In the last two months we’ve had two big maintenance windows. During this time we had to queue messages and bring most services down. This caused significant delays (up to 30 minutes) for the important, time sensitive emails that you need to get to customers. Even though it was a planned maintenance, our goal is to perform zero downtime maintenance windows. I’d like to give some background on what happened and what we need to do next.
The majority of Postmark’s infrastructure resides in a data center where we purchase and manage the hardware. This has allowed us to have full control over the growth and performance of the product over time. We’ve had the opportunity to be very specific in our needs, whether it is NVMe drives for mail servers or MySQL performance, or 10GbE networking across our cabinets.
This year, we realized we’d need to upgrade the physical firewalls in our cabinets to keep up with the demand as Postmark grows. We invested in new cabinets, a brand new Juniper networking stack, much more powerful firewalls, and more hardware to sustain the growth. Overall it’s been fantastic. We’ve nearly doubled our growth and maintained our internal expectations for time to inbox and performance.

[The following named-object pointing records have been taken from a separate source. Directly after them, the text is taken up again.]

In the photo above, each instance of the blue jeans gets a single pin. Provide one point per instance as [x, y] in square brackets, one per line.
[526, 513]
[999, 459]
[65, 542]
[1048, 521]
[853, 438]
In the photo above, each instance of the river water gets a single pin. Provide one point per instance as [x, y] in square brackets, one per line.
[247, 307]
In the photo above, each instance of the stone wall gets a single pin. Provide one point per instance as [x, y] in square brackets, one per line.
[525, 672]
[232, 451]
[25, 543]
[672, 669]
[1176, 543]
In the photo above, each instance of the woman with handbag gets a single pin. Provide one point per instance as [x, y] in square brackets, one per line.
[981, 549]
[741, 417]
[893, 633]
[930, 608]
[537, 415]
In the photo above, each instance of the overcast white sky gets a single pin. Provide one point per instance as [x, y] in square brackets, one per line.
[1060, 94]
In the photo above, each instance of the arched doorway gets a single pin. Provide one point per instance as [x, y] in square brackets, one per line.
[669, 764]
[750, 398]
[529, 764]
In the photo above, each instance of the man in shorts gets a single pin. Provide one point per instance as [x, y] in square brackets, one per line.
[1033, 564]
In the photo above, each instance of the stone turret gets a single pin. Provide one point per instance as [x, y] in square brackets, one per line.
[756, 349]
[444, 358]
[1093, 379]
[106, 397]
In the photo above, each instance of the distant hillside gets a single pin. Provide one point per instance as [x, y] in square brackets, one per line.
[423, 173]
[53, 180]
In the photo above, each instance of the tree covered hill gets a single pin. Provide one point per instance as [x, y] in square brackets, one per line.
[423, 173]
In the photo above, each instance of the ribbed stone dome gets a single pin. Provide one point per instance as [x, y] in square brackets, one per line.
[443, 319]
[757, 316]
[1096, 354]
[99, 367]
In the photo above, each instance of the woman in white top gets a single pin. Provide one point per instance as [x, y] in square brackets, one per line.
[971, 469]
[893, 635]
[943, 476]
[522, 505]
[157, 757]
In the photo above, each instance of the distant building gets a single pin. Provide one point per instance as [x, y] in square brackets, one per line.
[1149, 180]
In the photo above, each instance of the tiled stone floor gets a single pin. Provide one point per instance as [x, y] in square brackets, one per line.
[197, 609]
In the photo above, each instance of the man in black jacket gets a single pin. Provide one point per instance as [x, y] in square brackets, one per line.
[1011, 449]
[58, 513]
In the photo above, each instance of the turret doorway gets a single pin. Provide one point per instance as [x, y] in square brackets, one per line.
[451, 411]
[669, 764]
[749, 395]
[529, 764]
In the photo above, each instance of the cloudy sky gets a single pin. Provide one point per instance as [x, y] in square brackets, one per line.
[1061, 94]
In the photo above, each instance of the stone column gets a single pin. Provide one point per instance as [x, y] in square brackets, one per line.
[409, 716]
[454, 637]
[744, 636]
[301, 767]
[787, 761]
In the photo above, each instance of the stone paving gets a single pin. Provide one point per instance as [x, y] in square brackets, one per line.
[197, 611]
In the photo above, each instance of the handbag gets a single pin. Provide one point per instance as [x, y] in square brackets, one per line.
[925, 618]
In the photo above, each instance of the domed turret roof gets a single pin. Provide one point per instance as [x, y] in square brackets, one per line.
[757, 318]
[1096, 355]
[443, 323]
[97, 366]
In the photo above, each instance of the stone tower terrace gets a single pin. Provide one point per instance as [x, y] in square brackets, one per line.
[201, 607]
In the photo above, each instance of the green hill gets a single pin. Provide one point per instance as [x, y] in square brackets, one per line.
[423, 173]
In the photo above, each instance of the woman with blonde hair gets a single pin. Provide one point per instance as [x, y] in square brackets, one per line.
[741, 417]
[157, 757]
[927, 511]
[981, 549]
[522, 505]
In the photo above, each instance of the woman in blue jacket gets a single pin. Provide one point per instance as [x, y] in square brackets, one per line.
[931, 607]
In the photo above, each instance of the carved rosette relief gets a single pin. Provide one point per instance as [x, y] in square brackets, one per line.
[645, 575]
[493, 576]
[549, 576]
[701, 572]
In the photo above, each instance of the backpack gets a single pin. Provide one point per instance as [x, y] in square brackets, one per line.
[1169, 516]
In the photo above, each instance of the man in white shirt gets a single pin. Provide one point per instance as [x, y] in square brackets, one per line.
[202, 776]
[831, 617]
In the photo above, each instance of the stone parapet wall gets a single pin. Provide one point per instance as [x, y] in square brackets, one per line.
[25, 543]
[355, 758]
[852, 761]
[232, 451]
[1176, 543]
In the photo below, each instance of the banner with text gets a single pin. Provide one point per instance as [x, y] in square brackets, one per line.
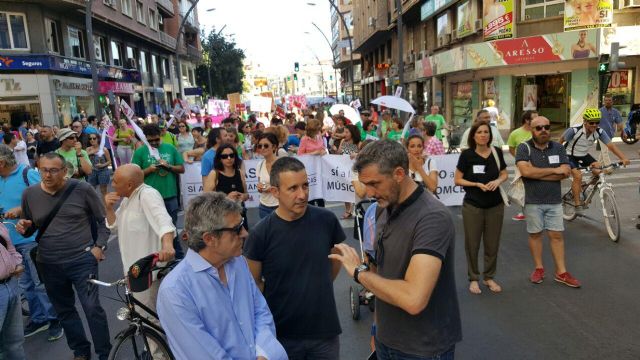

The last effort is to migrate over to our new firewalls. While in many cases this might be simple, we have many years of history on the current firewalls and needed to be careful. We knew this would be complicated and we knew it would require at least a short outage. Working together with our provider, Server Central, we planned the cut over for November 13th. It didn’t go well. After the cut over we realized some of the routes were not working, so we reverted. Fortunately we used our edge data centers to capture messages and queue them to avoid any lost data.
After a lot of testing, and breaking out the migrations into smaller pieces, we gave the final cut over another shot on December 27th. It went really well, except for one important subnet, which caused us to revert again. During this time we saved and queued messages again for about 30 minutes, but as I said earlier, these delays are not up to our standards.
One more time #
This has been a frustrating project internally. Not only from the issues it causes you, our customers, but the time it has taken from our team. This firewall cut over will offer huge room for growth and sets us up for a larger global data center expansion beyond our current edge networks. It will also allow future work that will avoid this kind of maintenance altogether. We are at the point where we need to finalize it, and we think we have the last pieces to make it work.
We’d like to give it one more shot on January 4th (10pm ET). Our hope is to have the outage down to 15 minutes or so. We will queue all messages to be sent out once the maintenance is complete, but the web UI will be down.
I’m writing this to give you some background and let you know this is not an acceptable scenario for us either. It’s important for the growth of the product and for making sure we give you the most stable service imaginable. In other words, I’m asking for you to put up with this one more time so we can put it in the past. We already have projects in the works for expanding Postmark’s global footprint and conducting zero downtime maintenance windows. It’s what you should expect from an infrastructure service.
Thanks again for your patience through all of this.